The Road by Cormac McCarthy was a summer reading choice for my students. The students who chose McCarthy's Pulitzer Prize winning novel are happy, happy readers. I haven't heard one complaint about the novel.
Today we had a great day. We have a lot of these. A student, for his presentation, put us into groups of four (I love presentations because I get to be a student). We had to leave the classroom for a bit while the student hid bags of food. Then, we took turns scavenging the classroom for the food, which of course was a bunch of candy. When it wasn't our turn to scavenge for food, we sat in the hallway and wrote in our writer's notebook about whether or not we would be a good guy or a bad guy as defined by McCarthy's novel.
The students who didn't choose The Road as a summer reading book are all headed to the library to get a copy. A movie was recently made and should be out in theaters at the end of this month. I am hoping to take the students on a field trip to see it. Viggo Mortenson will be playing the father.

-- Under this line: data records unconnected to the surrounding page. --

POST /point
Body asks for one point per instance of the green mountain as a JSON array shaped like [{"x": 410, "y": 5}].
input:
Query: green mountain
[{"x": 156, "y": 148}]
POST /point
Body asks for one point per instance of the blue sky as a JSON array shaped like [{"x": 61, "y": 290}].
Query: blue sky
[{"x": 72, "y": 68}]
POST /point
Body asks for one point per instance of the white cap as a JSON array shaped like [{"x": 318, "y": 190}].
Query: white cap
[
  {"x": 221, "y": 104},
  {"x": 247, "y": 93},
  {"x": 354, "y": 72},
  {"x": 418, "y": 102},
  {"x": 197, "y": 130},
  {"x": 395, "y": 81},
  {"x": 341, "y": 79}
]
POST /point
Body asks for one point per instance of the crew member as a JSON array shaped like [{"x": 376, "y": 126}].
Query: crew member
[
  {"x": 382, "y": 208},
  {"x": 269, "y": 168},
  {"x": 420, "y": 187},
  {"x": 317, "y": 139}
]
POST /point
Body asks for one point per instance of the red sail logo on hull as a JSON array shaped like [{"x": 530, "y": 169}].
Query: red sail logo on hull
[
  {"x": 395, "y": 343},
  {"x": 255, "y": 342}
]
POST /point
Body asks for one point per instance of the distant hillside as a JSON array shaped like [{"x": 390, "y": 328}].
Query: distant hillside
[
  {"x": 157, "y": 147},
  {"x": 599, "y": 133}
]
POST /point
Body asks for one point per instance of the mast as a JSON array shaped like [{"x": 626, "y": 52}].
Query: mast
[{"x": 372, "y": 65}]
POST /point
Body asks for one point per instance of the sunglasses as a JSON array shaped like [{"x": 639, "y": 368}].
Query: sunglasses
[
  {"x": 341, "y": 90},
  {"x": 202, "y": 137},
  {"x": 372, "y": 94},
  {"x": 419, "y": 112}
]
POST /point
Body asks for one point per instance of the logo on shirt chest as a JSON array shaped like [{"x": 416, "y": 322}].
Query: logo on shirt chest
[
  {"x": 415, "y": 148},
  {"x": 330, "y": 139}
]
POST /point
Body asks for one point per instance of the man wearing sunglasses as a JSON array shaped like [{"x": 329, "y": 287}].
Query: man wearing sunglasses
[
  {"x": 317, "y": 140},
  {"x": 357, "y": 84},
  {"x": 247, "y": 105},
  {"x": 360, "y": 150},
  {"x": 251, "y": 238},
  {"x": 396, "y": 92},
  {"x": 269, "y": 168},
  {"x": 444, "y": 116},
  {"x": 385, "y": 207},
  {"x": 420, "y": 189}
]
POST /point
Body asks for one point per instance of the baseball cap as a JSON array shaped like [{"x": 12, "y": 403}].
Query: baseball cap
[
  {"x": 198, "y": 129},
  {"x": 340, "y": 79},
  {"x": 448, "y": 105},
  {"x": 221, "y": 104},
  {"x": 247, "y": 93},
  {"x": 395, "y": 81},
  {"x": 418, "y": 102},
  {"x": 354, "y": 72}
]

For those of you who haven't read The Road, I suggest that you do. It is about a post-apocalyptic world where a man and his son travel along a road in hopes of finding some place that is not dead. The few humans left in this charred world are mostly cannibals. There is a line near the beginning of the book. I don't have the book with me, but the line says something like "If the words of the boy were not of God then God never spoke." It's a breathtaking book about the love of a father and son and the microscopic hint of hope that lingers in a cold and dead world.